Wednesday 20 February 2013

If I knew you were comin' I'd've Baked a Cake

If you've read much of my blog then you can see that I like being out and about in London, trying new things, eating and writing (quite sappy) poetry. What I am yet to share is my absolute love of baking!

I find it so theraputic and love sharing my creations with friends and family. The whole process of deciding what I'm going to bake, making it and then finally the decorating is so exciting to me. However, I have had to put a cap on the amout of baking I've been doing recently due to unfavorable effects on both my own and friends' waistlines.

This christmas just gone I was thrilled to recieve a one day baking course at Waitrose Cookery School from my mother. I went along last week and had the best time. I was able to ask all my baking questions and the staff were really helpful.

Tonight I am attempting this chocolate cake recipe from the BBC Good Food Website.

If all goes to plan I should end up with something looking like this *ahem*:




Comments and tips on this recipe:

- Firstly, I only have an 18 inch cake tin, opposed to the recommended 20 inch tin therefore, I put in slightly less mixture. If ever in doubt about how much mixture to put in your case/ tin remember this golden rule: Cake tins/ muffin cases should never be more than 3/4 full otherwise you'll find the mixture spills over the sides.

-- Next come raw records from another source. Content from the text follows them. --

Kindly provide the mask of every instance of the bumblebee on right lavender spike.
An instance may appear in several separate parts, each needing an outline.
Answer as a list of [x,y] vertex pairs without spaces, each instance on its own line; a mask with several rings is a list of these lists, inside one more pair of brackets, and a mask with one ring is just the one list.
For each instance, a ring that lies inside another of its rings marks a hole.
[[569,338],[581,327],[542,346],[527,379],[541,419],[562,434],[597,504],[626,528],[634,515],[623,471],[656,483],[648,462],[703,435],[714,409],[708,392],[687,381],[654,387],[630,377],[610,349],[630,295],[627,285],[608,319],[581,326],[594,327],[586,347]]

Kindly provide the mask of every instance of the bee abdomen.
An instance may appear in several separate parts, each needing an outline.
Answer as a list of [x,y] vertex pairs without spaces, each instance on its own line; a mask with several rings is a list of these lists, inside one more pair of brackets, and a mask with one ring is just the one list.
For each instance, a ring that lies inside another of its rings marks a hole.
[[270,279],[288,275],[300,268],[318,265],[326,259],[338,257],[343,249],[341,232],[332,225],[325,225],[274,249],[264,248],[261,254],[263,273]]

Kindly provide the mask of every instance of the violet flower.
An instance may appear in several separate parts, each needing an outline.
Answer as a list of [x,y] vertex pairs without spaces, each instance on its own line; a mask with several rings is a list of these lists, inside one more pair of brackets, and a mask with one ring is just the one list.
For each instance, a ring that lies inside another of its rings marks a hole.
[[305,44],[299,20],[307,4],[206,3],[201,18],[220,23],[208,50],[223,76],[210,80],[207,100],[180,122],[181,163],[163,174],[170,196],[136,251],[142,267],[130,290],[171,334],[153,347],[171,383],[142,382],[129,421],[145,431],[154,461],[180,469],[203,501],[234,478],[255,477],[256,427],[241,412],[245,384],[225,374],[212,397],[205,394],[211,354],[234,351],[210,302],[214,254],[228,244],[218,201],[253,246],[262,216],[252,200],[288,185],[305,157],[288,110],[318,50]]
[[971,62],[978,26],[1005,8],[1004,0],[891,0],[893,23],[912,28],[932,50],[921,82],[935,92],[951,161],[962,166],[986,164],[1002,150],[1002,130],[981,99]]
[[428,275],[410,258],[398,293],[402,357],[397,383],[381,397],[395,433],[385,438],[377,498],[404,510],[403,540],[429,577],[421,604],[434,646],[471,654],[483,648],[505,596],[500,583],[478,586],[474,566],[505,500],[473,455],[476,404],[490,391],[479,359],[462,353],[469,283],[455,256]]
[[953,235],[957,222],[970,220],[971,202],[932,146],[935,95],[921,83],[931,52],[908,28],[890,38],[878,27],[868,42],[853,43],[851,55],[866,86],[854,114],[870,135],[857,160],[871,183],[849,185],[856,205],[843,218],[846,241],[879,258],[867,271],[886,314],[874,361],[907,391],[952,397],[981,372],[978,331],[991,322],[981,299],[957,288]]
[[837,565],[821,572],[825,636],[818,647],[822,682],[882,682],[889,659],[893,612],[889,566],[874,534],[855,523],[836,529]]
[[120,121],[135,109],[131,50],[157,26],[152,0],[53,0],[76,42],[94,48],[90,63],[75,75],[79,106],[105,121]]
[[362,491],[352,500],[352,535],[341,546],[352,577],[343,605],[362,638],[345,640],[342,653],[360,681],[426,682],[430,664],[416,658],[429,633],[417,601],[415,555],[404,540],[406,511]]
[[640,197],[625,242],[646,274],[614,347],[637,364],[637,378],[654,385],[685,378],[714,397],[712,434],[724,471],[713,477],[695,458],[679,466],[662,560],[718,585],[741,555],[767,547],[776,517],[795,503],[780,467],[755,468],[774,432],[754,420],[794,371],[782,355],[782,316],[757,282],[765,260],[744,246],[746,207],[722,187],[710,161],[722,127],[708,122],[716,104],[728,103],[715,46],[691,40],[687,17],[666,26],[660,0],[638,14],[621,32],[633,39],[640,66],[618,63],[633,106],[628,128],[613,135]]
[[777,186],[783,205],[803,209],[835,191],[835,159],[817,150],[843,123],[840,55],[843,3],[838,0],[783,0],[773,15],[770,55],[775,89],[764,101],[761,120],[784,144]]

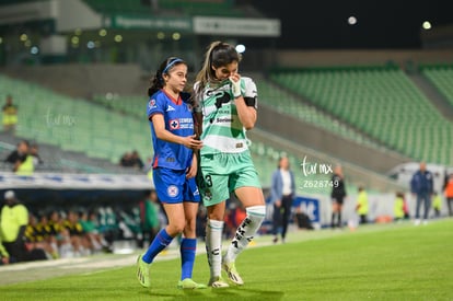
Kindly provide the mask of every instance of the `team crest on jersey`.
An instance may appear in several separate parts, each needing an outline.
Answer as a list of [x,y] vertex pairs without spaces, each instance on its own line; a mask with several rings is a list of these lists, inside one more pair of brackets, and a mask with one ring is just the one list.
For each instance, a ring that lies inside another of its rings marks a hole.
[[170,185],[169,188],[166,188],[166,194],[170,197],[175,197],[179,193],[179,189],[175,185]]
[[178,119],[171,119],[169,121],[171,129],[178,129],[179,128],[179,120]]
[[148,107],[149,107],[149,108],[155,107],[155,100],[151,100],[151,101],[148,103]]

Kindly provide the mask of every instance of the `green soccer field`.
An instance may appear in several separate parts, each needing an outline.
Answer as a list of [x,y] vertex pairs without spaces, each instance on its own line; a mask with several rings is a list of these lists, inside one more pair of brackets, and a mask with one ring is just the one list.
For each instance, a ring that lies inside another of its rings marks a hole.
[[[176,258],[152,265],[150,289],[139,286],[133,263],[55,277],[43,268],[47,277],[36,277],[47,279],[0,286],[0,300],[453,300],[453,219],[419,227],[373,224],[353,232],[300,231],[289,240],[271,245],[269,236],[258,238],[241,255],[236,266],[243,287],[178,290]],[[0,277],[8,277],[2,267]],[[208,277],[200,254],[194,279]]]

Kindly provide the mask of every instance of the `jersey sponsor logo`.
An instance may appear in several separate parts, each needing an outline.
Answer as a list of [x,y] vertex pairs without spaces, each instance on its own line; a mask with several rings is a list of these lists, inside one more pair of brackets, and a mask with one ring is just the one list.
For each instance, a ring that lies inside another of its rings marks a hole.
[[221,124],[221,123],[232,123],[233,118],[230,117],[217,117],[216,123]]
[[149,107],[149,108],[153,108],[153,107],[155,107],[155,100],[151,100],[151,101],[148,103],[148,107]]
[[200,194],[200,192],[198,190],[198,188],[194,192],[194,196],[198,196]]
[[175,197],[179,193],[179,189],[175,185],[170,185],[169,188],[166,188],[166,194],[170,197]]
[[179,119],[171,119],[169,121],[171,129],[178,129],[179,128]]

- After an hour and a half this cake had, rather deceptively, crisped over on the top, but was tragically undercooked on the bottom so I had to let it cook for another 20 minutes. You can tell if a cake is undercooked by poking a skewer (or in my case a chopstick - oops!) right through the cake. Hold the skewer in position for about ten seconds and remove it. If the skewer comes out clean, you can assume your cake is cooked, if it comes out with any unbaked mixture stuck to it, then it needs some more time in the oven!

- To make my cake easier to ice, and to remove the crispy top, I trimmed it. To trim a cake simply take a long knife, for example a bread knife, and slowly saw off the top. Remember you can always take off more but you can't put it back!  After trimming off the excess cake I turned it over so the bottom  is facing upwards. This means the most perfect side is on display and the cake is much easier to ice.

It doesn't quite look like the picture on the website but here is the finished product:



Me and the chocolate cake - I would like to add that it was 2am at this point, which is why I'm looking so tired!




As if it wasn't sweet enough, I added a little heart on top <3 <3







A Victoria Sponge cake I made a couple of weeks ago. Again I used a recipe from BBC Good Food and was really pleased with it.



Here's the Carrot Cake I made at Waitrose Cookery School. So tasty! I forgot to add cinnamon when making this cake, but it didn't go amiss.  We were using the recipe from the Waitrose Love to Cook Book, shown in the photo below.